Objective: This study aimed to report the occurrence of visual field defects after pars plana vitrectomy (PPV) for the treatment of each of the following conditions: macular hole (MH), subretinal neovascular membrane (SRNVM), and epiretinal membrane proliferation (EMP). This study also aimed to speculate on the pathogenic mechanisms for the observed field defects.
Design: Noncomparative case series.
Participants: The study included 48 subjects (50 eyes). Twenty-one of the 50 eyes had stage III MH, 13 eyes had SRNVM, and 16 eyes had EMP.
Testing: Goldmann kinetic perimetry was performed postoperatively.
Main outcome measure: Visual field defects.

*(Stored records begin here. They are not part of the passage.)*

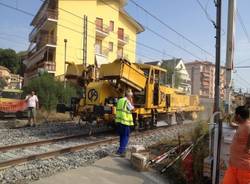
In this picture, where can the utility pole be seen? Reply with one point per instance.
(218, 123)
(65, 60)
(230, 53)
(85, 39)
(174, 74)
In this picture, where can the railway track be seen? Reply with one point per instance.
(84, 144)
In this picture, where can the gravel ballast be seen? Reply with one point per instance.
(37, 169)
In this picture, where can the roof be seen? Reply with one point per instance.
(135, 23)
(168, 62)
(196, 62)
(147, 66)
(4, 68)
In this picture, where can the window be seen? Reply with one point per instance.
(111, 45)
(111, 25)
(120, 52)
(99, 24)
(98, 47)
(121, 33)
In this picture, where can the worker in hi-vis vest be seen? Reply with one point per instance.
(124, 120)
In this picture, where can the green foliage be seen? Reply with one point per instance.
(200, 151)
(2, 83)
(50, 91)
(12, 60)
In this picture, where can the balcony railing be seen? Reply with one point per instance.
(123, 38)
(50, 14)
(45, 41)
(102, 30)
(48, 66)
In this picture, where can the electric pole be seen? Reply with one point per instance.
(230, 53)
(218, 123)
(65, 60)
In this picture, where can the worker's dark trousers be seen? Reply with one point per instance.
(123, 131)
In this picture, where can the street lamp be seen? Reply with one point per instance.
(65, 59)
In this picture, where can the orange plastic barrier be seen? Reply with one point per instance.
(236, 176)
(13, 106)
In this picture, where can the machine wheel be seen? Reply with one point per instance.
(153, 122)
(179, 118)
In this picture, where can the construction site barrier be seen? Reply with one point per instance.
(13, 106)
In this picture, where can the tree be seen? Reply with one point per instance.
(50, 91)
(9, 59)
(13, 61)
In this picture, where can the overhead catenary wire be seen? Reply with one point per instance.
(135, 41)
(170, 28)
(159, 35)
(206, 13)
(242, 78)
(66, 27)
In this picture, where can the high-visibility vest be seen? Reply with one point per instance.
(123, 115)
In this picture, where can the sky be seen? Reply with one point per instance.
(185, 16)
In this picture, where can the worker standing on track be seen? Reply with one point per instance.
(238, 171)
(124, 120)
(32, 102)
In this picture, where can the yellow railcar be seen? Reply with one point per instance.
(153, 100)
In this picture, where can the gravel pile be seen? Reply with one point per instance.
(43, 168)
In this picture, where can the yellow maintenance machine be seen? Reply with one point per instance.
(153, 100)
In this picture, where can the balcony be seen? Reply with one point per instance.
(102, 56)
(102, 31)
(122, 39)
(38, 53)
(48, 66)
(205, 74)
(47, 22)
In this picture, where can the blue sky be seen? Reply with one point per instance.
(183, 15)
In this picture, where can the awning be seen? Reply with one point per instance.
(101, 59)
(35, 59)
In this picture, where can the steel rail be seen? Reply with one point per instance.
(71, 149)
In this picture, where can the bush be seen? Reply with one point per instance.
(50, 91)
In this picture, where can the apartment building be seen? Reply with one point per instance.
(202, 74)
(96, 31)
(13, 81)
(178, 66)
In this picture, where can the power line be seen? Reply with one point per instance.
(6, 39)
(206, 13)
(30, 14)
(242, 67)
(137, 42)
(17, 9)
(243, 25)
(176, 45)
(248, 83)
(170, 28)
(159, 35)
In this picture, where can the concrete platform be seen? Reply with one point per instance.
(110, 170)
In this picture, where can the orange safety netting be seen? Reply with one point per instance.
(13, 106)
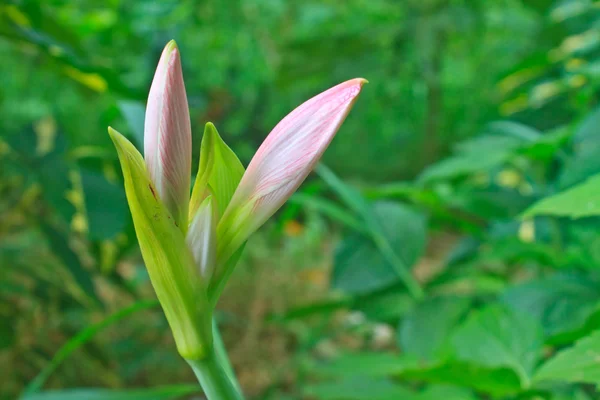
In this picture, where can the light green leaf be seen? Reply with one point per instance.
(219, 172)
(82, 338)
(476, 155)
(582, 200)
(495, 381)
(561, 303)
(496, 337)
(446, 393)
(105, 206)
(178, 286)
(359, 388)
(161, 393)
(578, 364)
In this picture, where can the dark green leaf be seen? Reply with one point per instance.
(562, 303)
(576, 364)
(582, 200)
(496, 337)
(161, 393)
(425, 330)
(360, 266)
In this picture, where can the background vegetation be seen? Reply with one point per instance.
(447, 247)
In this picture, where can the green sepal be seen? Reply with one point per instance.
(219, 172)
(179, 287)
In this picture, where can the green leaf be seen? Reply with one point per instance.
(446, 392)
(582, 200)
(160, 393)
(219, 172)
(358, 389)
(178, 286)
(329, 209)
(82, 338)
(476, 155)
(105, 205)
(495, 381)
(424, 331)
(577, 364)
(561, 303)
(361, 267)
(496, 337)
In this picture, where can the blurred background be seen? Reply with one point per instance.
(446, 247)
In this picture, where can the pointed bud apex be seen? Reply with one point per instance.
(178, 286)
(282, 163)
(202, 238)
(168, 137)
(219, 172)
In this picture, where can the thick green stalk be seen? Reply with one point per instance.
(213, 378)
(222, 358)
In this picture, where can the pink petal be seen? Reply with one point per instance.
(168, 137)
(201, 238)
(283, 161)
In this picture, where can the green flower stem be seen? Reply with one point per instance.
(222, 358)
(213, 378)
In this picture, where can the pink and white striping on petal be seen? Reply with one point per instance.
(288, 155)
(168, 137)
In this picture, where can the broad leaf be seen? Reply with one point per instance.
(496, 337)
(359, 389)
(161, 393)
(219, 172)
(361, 267)
(582, 200)
(578, 364)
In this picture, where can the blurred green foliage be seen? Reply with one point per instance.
(453, 252)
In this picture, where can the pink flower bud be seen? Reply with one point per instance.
(168, 137)
(282, 163)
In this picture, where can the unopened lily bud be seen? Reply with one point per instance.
(282, 162)
(168, 137)
(170, 264)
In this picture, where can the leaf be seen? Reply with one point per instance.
(105, 205)
(59, 245)
(582, 200)
(179, 288)
(425, 330)
(479, 154)
(446, 392)
(496, 337)
(159, 393)
(577, 364)
(495, 381)
(329, 209)
(82, 338)
(585, 161)
(134, 113)
(561, 303)
(358, 389)
(359, 265)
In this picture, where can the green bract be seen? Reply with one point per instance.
(180, 289)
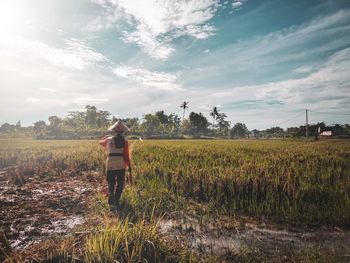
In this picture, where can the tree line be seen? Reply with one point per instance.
(93, 123)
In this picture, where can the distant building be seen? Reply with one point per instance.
(326, 133)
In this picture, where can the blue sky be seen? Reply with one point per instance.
(261, 62)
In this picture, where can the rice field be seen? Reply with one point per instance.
(287, 182)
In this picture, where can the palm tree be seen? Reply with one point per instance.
(184, 105)
(215, 114)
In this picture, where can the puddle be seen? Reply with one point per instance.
(215, 239)
(39, 209)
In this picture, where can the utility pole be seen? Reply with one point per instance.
(307, 124)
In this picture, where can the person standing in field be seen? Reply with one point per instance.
(118, 159)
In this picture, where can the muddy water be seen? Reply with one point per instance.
(43, 206)
(216, 239)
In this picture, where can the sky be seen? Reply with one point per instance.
(262, 63)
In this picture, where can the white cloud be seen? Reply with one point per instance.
(47, 89)
(149, 79)
(303, 69)
(237, 4)
(75, 55)
(313, 91)
(258, 57)
(157, 23)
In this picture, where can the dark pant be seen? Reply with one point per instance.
(114, 193)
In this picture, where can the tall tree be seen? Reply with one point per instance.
(223, 125)
(184, 105)
(215, 114)
(199, 123)
(239, 130)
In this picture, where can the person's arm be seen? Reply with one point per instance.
(127, 160)
(127, 155)
(104, 141)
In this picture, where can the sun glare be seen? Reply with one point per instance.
(13, 16)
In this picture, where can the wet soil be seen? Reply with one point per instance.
(34, 208)
(227, 236)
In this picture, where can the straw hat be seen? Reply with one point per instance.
(119, 126)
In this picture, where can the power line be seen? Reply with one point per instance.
(299, 114)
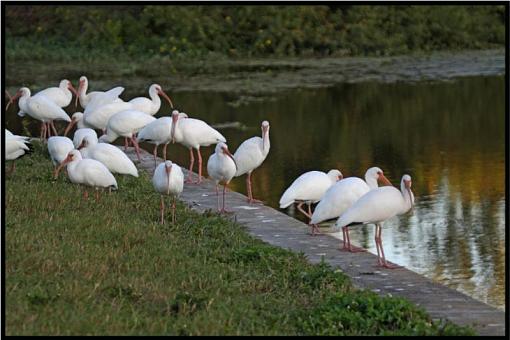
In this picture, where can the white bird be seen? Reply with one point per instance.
(250, 155)
(375, 207)
(194, 133)
(309, 188)
(158, 132)
(168, 180)
(222, 167)
(150, 106)
(15, 147)
(343, 194)
(41, 108)
(84, 97)
(125, 124)
(79, 134)
(58, 148)
(87, 172)
(112, 157)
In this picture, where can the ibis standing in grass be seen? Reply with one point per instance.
(58, 148)
(343, 194)
(250, 155)
(15, 147)
(87, 172)
(168, 180)
(222, 167)
(111, 156)
(194, 133)
(41, 108)
(309, 188)
(375, 207)
(126, 124)
(151, 106)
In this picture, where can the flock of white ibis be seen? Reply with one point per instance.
(92, 161)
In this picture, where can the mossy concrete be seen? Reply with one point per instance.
(279, 229)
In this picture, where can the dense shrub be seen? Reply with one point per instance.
(258, 30)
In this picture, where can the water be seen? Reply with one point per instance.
(448, 135)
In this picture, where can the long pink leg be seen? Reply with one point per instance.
(173, 210)
(155, 152)
(249, 189)
(300, 204)
(199, 166)
(54, 128)
(385, 264)
(352, 248)
(224, 190)
(164, 151)
(191, 160)
(162, 210)
(137, 148)
(217, 198)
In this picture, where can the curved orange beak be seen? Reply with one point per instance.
(161, 93)
(70, 126)
(384, 180)
(64, 162)
(80, 87)
(227, 152)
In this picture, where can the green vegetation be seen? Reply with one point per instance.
(91, 33)
(108, 267)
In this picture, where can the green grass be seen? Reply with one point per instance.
(76, 267)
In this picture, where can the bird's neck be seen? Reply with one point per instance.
(371, 182)
(408, 197)
(265, 143)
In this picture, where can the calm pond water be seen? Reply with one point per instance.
(449, 136)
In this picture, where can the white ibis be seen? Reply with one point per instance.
(222, 167)
(250, 155)
(87, 172)
(126, 124)
(377, 206)
(194, 133)
(309, 188)
(343, 194)
(168, 180)
(41, 108)
(150, 106)
(79, 134)
(58, 148)
(158, 132)
(112, 157)
(84, 97)
(15, 147)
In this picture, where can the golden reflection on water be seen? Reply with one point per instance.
(449, 136)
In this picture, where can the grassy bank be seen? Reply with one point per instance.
(109, 267)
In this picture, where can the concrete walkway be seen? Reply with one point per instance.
(281, 230)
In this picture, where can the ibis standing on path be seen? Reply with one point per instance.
(41, 108)
(309, 188)
(158, 132)
(194, 133)
(222, 167)
(343, 194)
(168, 180)
(111, 156)
(87, 172)
(375, 207)
(125, 124)
(58, 148)
(151, 106)
(250, 155)
(15, 147)
(84, 97)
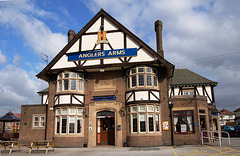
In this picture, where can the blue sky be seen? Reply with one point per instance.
(202, 36)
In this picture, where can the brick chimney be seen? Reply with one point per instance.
(71, 34)
(158, 30)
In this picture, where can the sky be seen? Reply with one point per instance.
(201, 35)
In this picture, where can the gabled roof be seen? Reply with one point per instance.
(9, 117)
(237, 110)
(185, 77)
(43, 91)
(45, 73)
(226, 112)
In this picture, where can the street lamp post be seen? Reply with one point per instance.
(170, 105)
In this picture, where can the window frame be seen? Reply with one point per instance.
(179, 114)
(70, 81)
(72, 115)
(136, 129)
(142, 77)
(39, 121)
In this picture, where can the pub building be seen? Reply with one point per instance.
(108, 87)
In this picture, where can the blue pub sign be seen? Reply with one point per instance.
(88, 55)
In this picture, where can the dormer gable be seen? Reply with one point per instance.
(103, 36)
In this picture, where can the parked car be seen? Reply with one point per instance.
(237, 128)
(228, 128)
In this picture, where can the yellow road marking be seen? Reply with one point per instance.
(223, 148)
(175, 154)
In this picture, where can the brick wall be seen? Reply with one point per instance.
(27, 132)
(191, 103)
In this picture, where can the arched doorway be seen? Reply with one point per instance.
(105, 128)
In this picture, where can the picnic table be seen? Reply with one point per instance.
(10, 145)
(41, 144)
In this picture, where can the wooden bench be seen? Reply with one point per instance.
(41, 144)
(10, 145)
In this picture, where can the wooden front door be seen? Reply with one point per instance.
(106, 130)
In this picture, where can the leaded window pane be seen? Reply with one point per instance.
(79, 124)
(134, 122)
(60, 85)
(140, 80)
(73, 75)
(64, 124)
(155, 81)
(80, 85)
(140, 69)
(150, 123)
(65, 85)
(134, 81)
(73, 84)
(149, 70)
(142, 118)
(149, 80)
(71, 124)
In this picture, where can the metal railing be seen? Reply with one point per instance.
(212, 137)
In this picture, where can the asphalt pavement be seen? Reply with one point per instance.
(186, 150)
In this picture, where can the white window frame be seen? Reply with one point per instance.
(139, 122)
(153, 116)
(39, 121)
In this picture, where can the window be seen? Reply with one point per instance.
(69, 120)
(79, 124)
(134, 122)
(58, 124)
(142, 108)
(38, 121)
(70, 81)
(71, 124)
(64, 124)
(149, 80)
(143, 118)
(141, 80)
(134, 81)
(150, 108)
(140, 69)
(183, 121)
(142, 77)
(188, 92)
(157, 123)
(151, 122)
(73, 84)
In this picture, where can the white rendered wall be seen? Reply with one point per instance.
(127, 96)
(209, 91)
(64, 99)
(153, 97)
(79, 97)
(45, 99)
(109, 26)
(141, 95)
(74, 48)
(95, 27)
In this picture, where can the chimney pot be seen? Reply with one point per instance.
(71, 34)
(158, 30)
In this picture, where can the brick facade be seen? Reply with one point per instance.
(27, 132)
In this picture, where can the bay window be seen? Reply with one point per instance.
(69, 120)
(70, 81)
(183, 121)
(143, 118)
(142, 77)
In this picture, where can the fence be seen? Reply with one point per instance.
(212, 137)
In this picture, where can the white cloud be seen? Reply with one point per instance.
(2, 58)
(22, 16)
(17, 60)
(192, 30)
(18, 87)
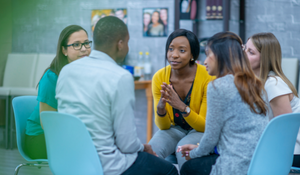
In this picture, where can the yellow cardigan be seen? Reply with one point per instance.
(196, 118)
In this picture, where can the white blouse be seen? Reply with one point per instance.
(275, 87)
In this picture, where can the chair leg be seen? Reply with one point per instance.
(12, 119)
(39, 165)
(7, 118)
(18, 167)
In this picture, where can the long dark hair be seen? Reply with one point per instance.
(60, 60)
(193, 41)
(227, 49)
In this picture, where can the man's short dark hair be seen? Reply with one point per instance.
(109, 30)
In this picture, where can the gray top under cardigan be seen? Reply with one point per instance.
(231, 126)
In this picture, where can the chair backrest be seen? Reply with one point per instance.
(23, 106)
(19, 70)
(43, 62)
(69, 145)
(275, 149)
(290, 70)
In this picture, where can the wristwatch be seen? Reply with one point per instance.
(187, 110)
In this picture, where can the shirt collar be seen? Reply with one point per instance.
(98, 54)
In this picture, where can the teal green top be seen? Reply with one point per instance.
(46, 94)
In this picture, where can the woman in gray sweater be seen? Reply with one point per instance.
(236, 112)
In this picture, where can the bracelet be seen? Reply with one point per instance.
(161, 115)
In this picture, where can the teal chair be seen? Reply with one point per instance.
(69, 145)
(23, 106)
(275, 149)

Results: Nine (18%) of the 50 eyes had visual field defects. Four (19%) of the 21 eyes with MH and 5 (38%) of the 13 eyes with SRNVM had visual field defects. Of the 16 patients who had epiretinal membrane peeling, none had a visual field defect. An air-fluid exchange had been performed in all patients found to have a postvitrectomy field defect. The difference in rate of visual field defects in eyes that had air-fluid exchange (EMP group) was statistically significant (P < 0.05, chi-square). No significant correlation was found between visual field defect and preoperative intraocular pressure, postoperative intraocular pressure, patient's age, and iatrogenic detachment of the vitreous cortex. The field defects identified were altitudinal (2 eyes), baring of the blind spot (1 eye), inferotemporal (3 eyes), inferonasal (2 eyes), and superonasal (1 eye).
Conclusions: Central and peripheral visual field defects may occur after PPV for the treatment of MHs or SRNVMs. Air-fluid exchange procedure was the common denominator in all of the patients found to have visual field deficit. The etiology is likely to be trauma to the optic nerve region during the air-fluid exchange procedure.